Massive Serverless Parallelization

A recipe for implementing parallelized computations using AWS Lambda, S3, and DynamoDB.

Who would have guessed that being able to quickly crunch data would be valuable to Tableau’s Prototyping team? Whether we need to comb through gigs of log files or test millions of permutations of columns in a data table, parallelization allows us to deliver prototypes that are responsive and compelling.

In Building Serverless Prototypes, we introduced our team, and explained why we prefer serverless architectures:

At the Tableau Prototyping team, our mission is to drive innovation through exploring and prototyping new ideas. Often these are most easily proven out through simple web apps that allow users to explore our ideas and allow us to verify our projects’ usefulness. We want to build fast and stay flexible — spending large amounts of time to set up a bespoke infrastructure for each of our new projects takes away from the time we have to work on core algorithms or project innovations.

In this post, we’ll explore our recipe for implementing parallelized computations using AWS Lambda, S3, and DynamoDB. We’ll also discuss some approaches we tried along the way that did not work.

To develop and test our parallelization recipe, we came up with a “Hello, World!” for parallel computing — a simple task that naturally lends itself to parallelization. Our task was to determine most frequent of words in a large text file for each length of word (1–20). We were able to accomplish this in 7 seconds.

We’ll dive into implementation details soon, but let’s start with the high level algorithm. We take a 1 gigabyte file from the Wikipedia dump and segment it into many smaller blocks. Each block is processed in parallel using a standard MapReduce pattern using AWS Lambda. Each Lambda reads the assigned block and populates 20 in-memory dictionaries (one for word length). These dictionaries are our word frequencies for this block, and are persisted in JSON files on AWS S3. We then start another MapReduce stage where each word length is processed in parallel, reading the word frequencies from S3 for all blocks for the specified word length and summing the frequency counts. The top 10 frequent words for the word length are saved on DynamoDB. Finally, the top 10 frequent words for all word lengths are read from DynamoDB and written to AWS CloudWatch.
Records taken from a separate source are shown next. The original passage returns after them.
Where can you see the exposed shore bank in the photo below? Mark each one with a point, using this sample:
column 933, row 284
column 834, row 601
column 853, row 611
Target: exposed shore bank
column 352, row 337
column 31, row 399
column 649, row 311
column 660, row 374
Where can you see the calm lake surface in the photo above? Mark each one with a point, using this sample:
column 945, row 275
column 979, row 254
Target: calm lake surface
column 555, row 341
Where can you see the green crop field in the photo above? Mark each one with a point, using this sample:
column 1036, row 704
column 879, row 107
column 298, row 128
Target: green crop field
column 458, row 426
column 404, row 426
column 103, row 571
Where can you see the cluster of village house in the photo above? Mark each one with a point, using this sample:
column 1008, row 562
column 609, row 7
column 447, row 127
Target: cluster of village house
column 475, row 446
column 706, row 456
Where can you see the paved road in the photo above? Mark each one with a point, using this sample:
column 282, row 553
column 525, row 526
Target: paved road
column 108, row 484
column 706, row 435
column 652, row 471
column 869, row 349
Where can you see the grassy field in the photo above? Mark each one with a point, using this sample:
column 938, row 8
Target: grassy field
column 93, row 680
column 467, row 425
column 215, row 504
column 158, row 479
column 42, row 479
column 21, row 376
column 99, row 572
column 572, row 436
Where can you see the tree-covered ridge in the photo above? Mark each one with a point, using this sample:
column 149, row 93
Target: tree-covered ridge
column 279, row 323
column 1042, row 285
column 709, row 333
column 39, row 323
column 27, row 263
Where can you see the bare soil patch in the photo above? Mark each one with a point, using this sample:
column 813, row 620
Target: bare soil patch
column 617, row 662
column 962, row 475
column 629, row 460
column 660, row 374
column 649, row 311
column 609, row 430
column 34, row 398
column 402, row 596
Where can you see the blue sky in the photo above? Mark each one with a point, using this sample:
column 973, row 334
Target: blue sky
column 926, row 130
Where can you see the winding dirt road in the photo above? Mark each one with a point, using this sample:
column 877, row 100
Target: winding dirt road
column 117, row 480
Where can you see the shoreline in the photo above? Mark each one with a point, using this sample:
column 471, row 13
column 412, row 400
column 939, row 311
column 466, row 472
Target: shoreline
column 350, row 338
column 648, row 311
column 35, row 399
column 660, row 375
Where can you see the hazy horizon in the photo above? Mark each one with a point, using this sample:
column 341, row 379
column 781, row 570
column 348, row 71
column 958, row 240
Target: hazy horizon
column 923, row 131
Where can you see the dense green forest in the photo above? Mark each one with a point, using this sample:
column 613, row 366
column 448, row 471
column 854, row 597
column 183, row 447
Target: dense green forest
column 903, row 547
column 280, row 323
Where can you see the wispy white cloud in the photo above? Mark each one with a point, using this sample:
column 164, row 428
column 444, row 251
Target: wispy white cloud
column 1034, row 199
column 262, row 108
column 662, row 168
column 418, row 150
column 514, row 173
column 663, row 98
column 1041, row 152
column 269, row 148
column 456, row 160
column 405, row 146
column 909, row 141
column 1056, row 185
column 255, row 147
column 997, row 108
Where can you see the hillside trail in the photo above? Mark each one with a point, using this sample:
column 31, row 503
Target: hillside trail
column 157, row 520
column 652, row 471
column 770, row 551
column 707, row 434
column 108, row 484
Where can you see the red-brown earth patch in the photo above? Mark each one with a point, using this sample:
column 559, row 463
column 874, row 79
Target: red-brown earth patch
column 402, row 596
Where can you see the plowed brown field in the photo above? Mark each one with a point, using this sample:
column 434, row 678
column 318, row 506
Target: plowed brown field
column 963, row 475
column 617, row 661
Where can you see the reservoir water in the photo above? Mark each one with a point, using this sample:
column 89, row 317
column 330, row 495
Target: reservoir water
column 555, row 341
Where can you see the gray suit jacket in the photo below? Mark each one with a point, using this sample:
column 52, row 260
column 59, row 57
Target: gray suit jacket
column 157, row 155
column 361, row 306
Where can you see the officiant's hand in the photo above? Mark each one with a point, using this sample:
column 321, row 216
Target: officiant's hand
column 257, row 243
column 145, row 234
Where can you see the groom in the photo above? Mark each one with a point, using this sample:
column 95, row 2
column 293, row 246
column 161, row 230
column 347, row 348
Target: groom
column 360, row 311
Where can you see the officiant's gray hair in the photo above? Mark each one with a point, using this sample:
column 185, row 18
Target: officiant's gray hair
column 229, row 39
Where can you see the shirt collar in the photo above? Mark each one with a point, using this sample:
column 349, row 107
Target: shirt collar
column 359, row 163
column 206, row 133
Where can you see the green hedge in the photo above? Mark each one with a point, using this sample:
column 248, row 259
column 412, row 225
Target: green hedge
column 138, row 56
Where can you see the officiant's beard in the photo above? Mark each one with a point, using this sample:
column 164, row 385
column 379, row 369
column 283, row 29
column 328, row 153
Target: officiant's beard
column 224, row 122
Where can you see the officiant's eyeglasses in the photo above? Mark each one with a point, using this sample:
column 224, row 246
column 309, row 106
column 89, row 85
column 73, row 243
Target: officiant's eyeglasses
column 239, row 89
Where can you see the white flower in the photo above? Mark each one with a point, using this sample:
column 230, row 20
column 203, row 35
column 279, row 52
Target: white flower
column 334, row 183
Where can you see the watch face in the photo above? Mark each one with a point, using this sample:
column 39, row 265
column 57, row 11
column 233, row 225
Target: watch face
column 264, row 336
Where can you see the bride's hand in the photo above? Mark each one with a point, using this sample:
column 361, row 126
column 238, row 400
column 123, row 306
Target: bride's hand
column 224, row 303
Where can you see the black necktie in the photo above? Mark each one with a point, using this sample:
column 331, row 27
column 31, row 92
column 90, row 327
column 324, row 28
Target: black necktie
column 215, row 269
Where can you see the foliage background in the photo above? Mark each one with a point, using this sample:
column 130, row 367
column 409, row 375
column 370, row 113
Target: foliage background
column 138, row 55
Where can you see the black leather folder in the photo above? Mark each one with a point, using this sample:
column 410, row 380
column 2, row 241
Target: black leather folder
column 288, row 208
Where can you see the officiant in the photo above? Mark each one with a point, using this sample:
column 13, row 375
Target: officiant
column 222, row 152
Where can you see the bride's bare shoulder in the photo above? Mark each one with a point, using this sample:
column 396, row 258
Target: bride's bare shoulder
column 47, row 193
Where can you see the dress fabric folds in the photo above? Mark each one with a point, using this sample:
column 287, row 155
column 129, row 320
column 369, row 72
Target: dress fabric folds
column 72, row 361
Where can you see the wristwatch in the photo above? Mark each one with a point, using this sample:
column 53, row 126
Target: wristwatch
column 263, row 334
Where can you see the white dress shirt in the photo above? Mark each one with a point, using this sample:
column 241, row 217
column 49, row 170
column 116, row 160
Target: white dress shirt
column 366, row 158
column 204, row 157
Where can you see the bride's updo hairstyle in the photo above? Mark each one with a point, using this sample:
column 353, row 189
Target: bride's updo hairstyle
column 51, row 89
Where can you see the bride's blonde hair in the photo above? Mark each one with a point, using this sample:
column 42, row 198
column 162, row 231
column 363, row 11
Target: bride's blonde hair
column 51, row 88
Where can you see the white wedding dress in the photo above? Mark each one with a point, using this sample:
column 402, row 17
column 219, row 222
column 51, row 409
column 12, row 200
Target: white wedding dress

Let’s take a closer look at the Lambdas that facilitate the above algorithm.


High-level overview of Lambda orchestration

λ parseFile

This is the entry point for our entire workload. It partitions the large text file into 5-megabyte blocks and invokes λ parseBlock in parallel for each of these blocks. We limited the maximum concurrency to 250. It waits for the completion of all of the parallel λ parseBlock invocations before finally invoking λ getAllOccurrences to continue our orchestration. Libraries like p-map make it easy to implement this MapReduce pattern:

[table 1 goes here]

λ parseBlock

This lambda reads the text file from s3 for the specific block range and keeps track of the frequencies of each word. The frequencies are bucketed by word length. This lambda has to deal with words that are cut off at the edges of the block: A split word at the start of the block is ignored, and a split word at the end of the block is read by over-fetching some bytes beyond our block’s specified range.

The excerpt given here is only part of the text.